Lingareddy V, Mohiuddin M, Marks G
Department of Radiation Oncology, Thomas Jefferson University Hospital, Philadelphia, Pennsylvania 19107.
Cancer. 1994 Apr 1;73(7):1805-10. doi: 10.1002/1097-0142(19940401)73:7<1805::aid-cncr2820730706>3.0.co;2-x.
Clinical stage of disease is an important selection criterion for choice of primary treatment and strategies for adjunctive therapy for most cancers. For adenocarcinoma of the rectum, strategies for adjuvant treatment are based primarily on pathologic stage alone, without consideration of presenting clinical factors. This analysis was undertaken to assess the effect of patient selection on results of adjunctive therapy.
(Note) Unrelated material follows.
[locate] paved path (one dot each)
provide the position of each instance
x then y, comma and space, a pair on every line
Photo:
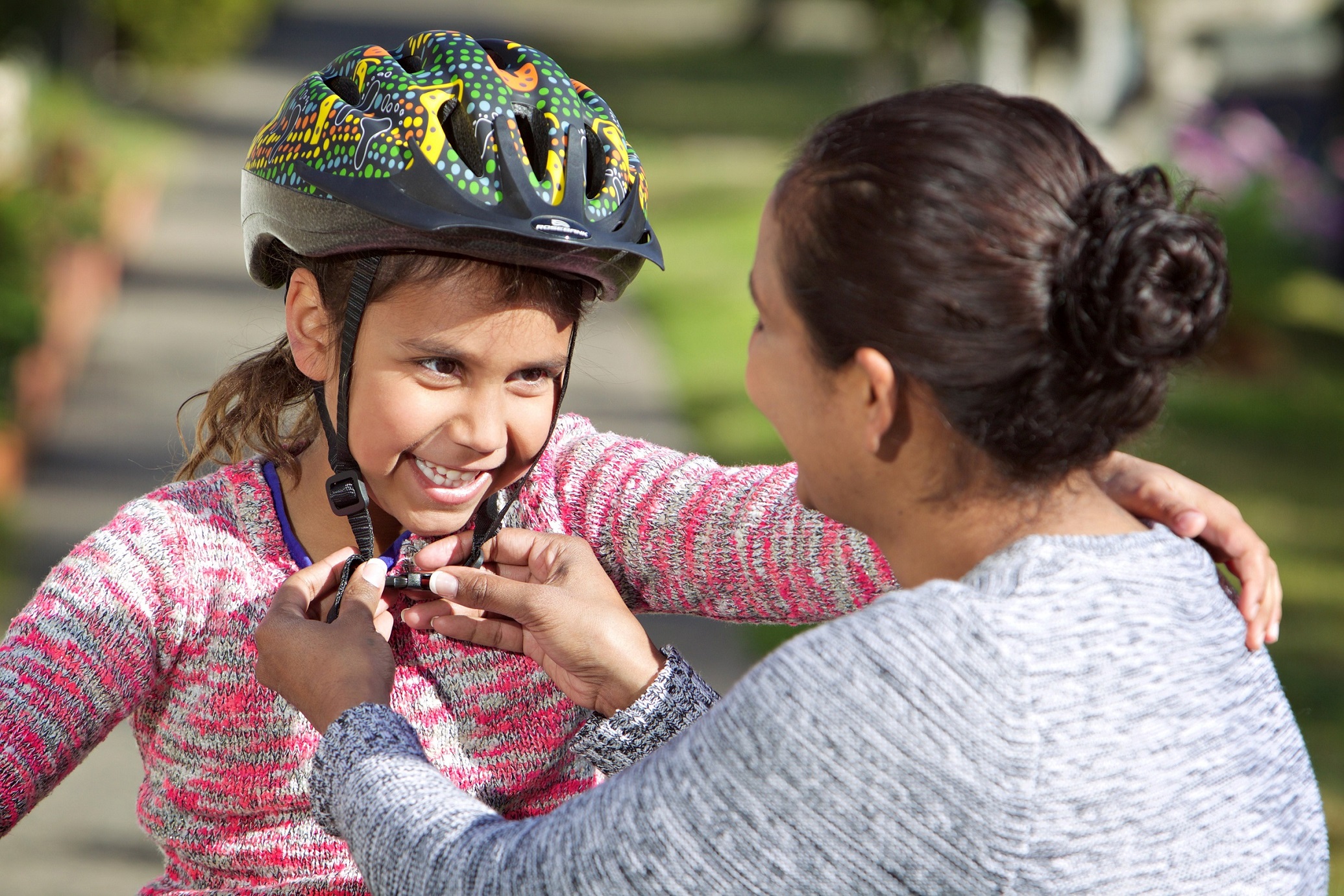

Three groups of patients with Astler-Coller Stage B2 and C rectal cancer were compared to assess the effect of patient selection factors on outcome of treatment after adjuvant postoperative radiation. Thirty-two patients in Group 1 received only 5 Gy preoperatively; 54 patients in Group 2 received low-dose (5 Gy) preoperative and high-dose (45 Gy) postoperative radiation; and 53 patients in Group 3 received high-dose (45 Gy) postoperative radiation. All patients have a minimum follow-up of 5 years. Whereas Group 1 and Group 2 patients were similar in distribution by clinical tumor characteristics, Group 3 had more patients with poor clinical features: higher median age, more men, and a higher proportion of tumors in the distal rectum. Group 3 also had a slightly higher percentage of C2 tumors compared with the other two groups.
Treatment was well tolerated with minimal side effects. Patients in Group 1 had no long-term complications. Four percent of patients (2 of 54) in Group 2 and 6% of patients (3 of 53) in Group 3 experienced major small bowel complications. The incidence of local recurrence was 34% (11 of 32) in Group 1, 9% (5 of 54) in Group 2, and 21% (11 of 53) in Group 3. The incidence of distant metastasis was 28% (9 of 32), 22% (12 of 54), and 38% (20 of 53), respectively. Absolute 5-year survival rates were 54%, 72%, and 41% in these three groups, respectively.
Low-dose preoperative adjunctive radiation alone (Group 1) resulted in a high incidence of local recurrence and poor survival compared with patients treated more appropriately with low-dose preoperative plus adjunctive postoperative irradiation (Group 2). In spite of postoperative radiation, patients with clinically unfavorable rectal cancer (Group 3) did worse than carefully selected patients, although both were nominally Stage B2 and C. Careful patient selection before surgery, histopathologic stage of disease postsurgery, and adequate adjunctive therapy are all important factors in obtaining the best results from adjunctive therapy.
疾病的临床分期是大多数癌症选择初始治疗及辅助治疗策略的重要依据。对于直肠癌,辅助治疗策略主要仅基于病理分期,而未考虑就诊时的临床因素。本分析旨在评估患者选择对辅助治疗结果的影响。
比较三组阿斯泰勒 - 科勒B2期和C期直肠癌患者,以评估患者选择因素对术后辅助放疗后治疗结果的影响。第一组32例患者术前仅接受5 Gy放疗;第二组54例患者接受低剂量(5 Gy)术前及高剂量(45 Gy)术后放疗;第三组53例患者接受高剂量(45 Gy)术后放疗。所有患者的随访时间均至少为5年。第一组和第二组患者在临床肿瘤特征分布上相似,而第三组有更多临床特征较差的患者:年龄中位数更高、男性更多且直肠远端肿瘤比例更高。与其他两组相比,第三组C2期肿瘤的比例也略高。
治疗耐受性良好,副作用极小。第一组患者无长期并发症。第二组4%(54例中的2例)的患者和第三组6%(53例中的3例)的患者出现了严重的小肠并发症。局部复发率在第一组为34%(32例中的11例),第二组为9%(54例中的5例),第三组为21%(53例中的11例)。远处转移率分别为28%(32例中的9例)、22%(54例中的12例)和38%(53例中的20例)。这三组的5年绝对生存率分别为54%、72%和41%。
与接受更合适的低剂量术前加辅助术后放疗的患者(第二组)相比,单纯低剂量术前辅助放疗(第一组)导致局部复发率高且生存率低。尽管进行了术后放疗,但临床情况不佳的直肠癌患者(第三组)比经过精心挑选的患者情况更差,尽管两组名义上均为B2期和C期。术前仔细挑选患者、术后疾病的组织病理学分期以及充分的辅助治疗都是从辅助治疗中获得最佳结果的重要因素。